Plusieurs profils offrent des possibilités intéressantes tant au chapitre de la sécurité d'emploi que des salaires comme tend à le démontrer l'analyse " Perspectives professionnelles 2001-2005 " réalisée par Emploi Québec. On y souligne que " les industries où la croissance attendue de l'emploi sera la plus forte sont celles du matériel de transport, du meuble, des produits métalliques et de la machinerie. " En ce qui concerne la construction, les analystes notent que la crise du logement, en plus de divers projets de construction institutionnelle, commerciale, et d'infrastructures auxquels des investissements de plusieurs milliards de dollars sont rattachés permettront d'assurer " la relève des grands chantiers qui sont terminés (Alcan, Magnola) ou qui le seront sous peu (Sainte-Marguerite). " Mais, toujours pour ce qui est des métiers de la construction, un bémol s'impose du fait que les taux de chômage sont parfois élevés dans certains secteurs en raison de la baisse de demande qui peut survenir pendant l'hiver.
Même s'il est dit que " le taux de chômage est inversement proportionnel aux années de scolarité ", les plus instruits gagnant généralement de plus hauts salaires, Emploi Québec prédit que près de 60% des futurs emplois à combler seront rattachés aux professions de niveau technique et intermédiaire. En y regardant bien, on constate que plusieurs métiers ne nécessitant pas de longues années d'études universitaires offrent des perspectives de possibilité d'embauche et des salaires intéressants.

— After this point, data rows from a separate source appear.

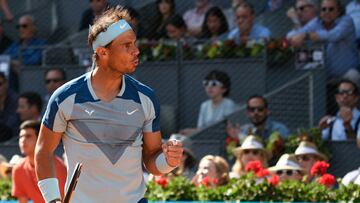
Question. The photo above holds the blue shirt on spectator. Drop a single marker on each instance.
(258, 32)
(340, 42)
(30, 56)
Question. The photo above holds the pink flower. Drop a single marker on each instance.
(254, 166)
(319, 168)
(327, 179)
(274, 180)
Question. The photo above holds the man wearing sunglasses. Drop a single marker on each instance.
(304, 11)
(337, 32)
(345, 125)
(260, 123)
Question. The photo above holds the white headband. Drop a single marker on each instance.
(113, 31)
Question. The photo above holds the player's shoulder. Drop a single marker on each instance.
(69, 88)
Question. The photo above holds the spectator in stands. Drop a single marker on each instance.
(27, 32)
(307, 154)
(215, 25)
(29, 106)
(230, 13)
(176, 28)
(135, 22)
(261, 125)
(213, 171)
(194, 18)
(352, 177)
(247, 28)
(9, 120)
(54, 78)
(353, 10)
(25, 185)
(304, 12)
(165, 9)
(336, 30)
(7, 12)
(287, 168)
(252, 149)
(345, 125)
(97, 7)
(5, 41)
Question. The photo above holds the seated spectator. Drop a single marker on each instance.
(165, 9)
(304, 12)
(230, 13)
(194, 18)
(287, 168)
(97, 7)
(24, 180)
(213, 171)
(187, 167)
(215, 25)
(54, 78)
(135, 22)
(261, 125)
(9, 120)
(27, 31)
(345, 125)
(353, 10)
(336, 30)
(176, 28)
(5, 41)
(29, 106)
(247, 28)
(352, 177)
(252, 149)
(307, 154)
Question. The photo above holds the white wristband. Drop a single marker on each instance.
(162, 165)
(49, 189)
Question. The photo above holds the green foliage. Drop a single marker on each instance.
(250, 188)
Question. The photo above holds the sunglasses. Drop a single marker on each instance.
(22, 26)
(253, 109)
(287, 172)
(346, 92)
(55, 80)
(212, 83)
(328, 9)
(254, 152)
(302, 8)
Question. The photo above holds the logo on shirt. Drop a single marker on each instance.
(89, 112)
(131, 112)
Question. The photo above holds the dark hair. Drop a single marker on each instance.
(214, 11)
(356, 88)
(246, 5)
(339, 6)
(177, 21)
(33, 124)
(60, 70)
(32, 98)
(257, 96)
(221, 77)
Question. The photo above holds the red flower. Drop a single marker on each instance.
(262, 173)
(319, 168)
(254, 166)
(161, 181)
(274, 180)
(327, 179)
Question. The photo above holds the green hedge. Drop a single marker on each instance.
(248, 188)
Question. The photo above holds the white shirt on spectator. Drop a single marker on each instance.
(210, 114)
(338, 130)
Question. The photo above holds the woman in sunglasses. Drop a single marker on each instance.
(218, 106)
(251, 149)
(287, 168)
(307, 154)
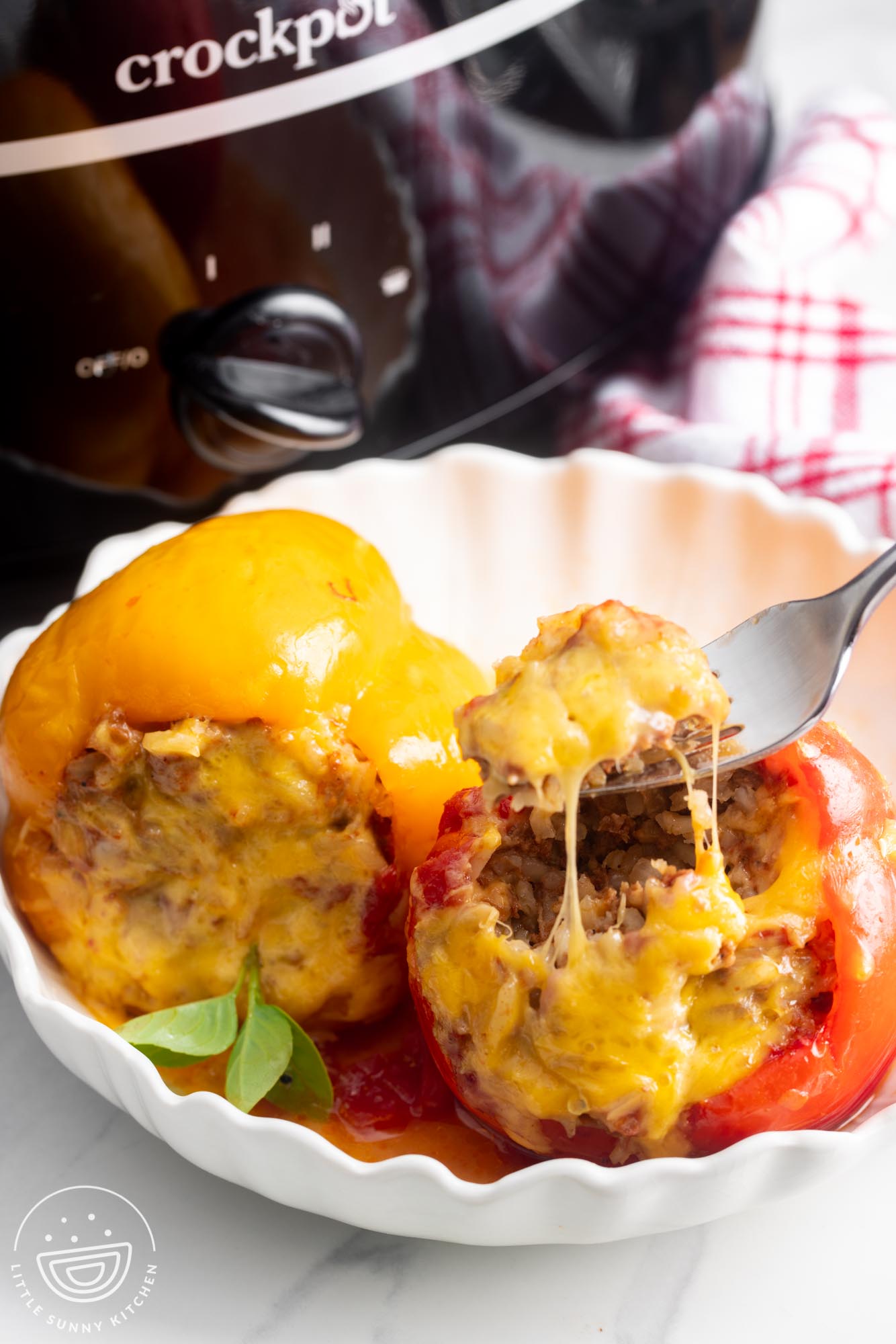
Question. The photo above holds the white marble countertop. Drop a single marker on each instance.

Globalement, entre 2000 et 2005, on prévoit que 600 000 postes devront être comblés au Québec, dont 250 000 nouveaux. L'attrition sera responsable de 57% des besoins de main-d'œuvre alors que 43% des emplois créés sont rattachés à la croissance économique prévue. Plusieurs emplois à perspectives très restreintes sont aussi identifiés par les analystes, mais nous avons préféré vous offrir ici un bref survol des métiers de l'industrie qui embauchent.
Métiers, transports et machinerie
Note : dans le cas des métiers liés à l'aérospatiale, il y aurait lieu de vérifier que les récents événements sur la scène mondiale n'ont pas bouleversé les données, alors que l'on sait que le secteur de l'aviation rencontre d'importantes difficultés. Pensons à Air Canada qui annonçait récemment la suppression de milliers d'emplois ou à Swiss Air qui est en faillite.
Transformation, fabrication, et services d'utilité publique
Sciences naturelles et appliquées et professions apparentées
Universitaire - ingénieurs mécaniciens, électriciens, électroniciens, chimistes, d'industrie et de fabrication, informaticiens, programmeurs et analystes informatiques.
Note : les métiers de cette catégorie nécessitent des études post-secondaires et près de 70 % des emplois offerts entre 2001 et 2005 seront de nouveaux emplois.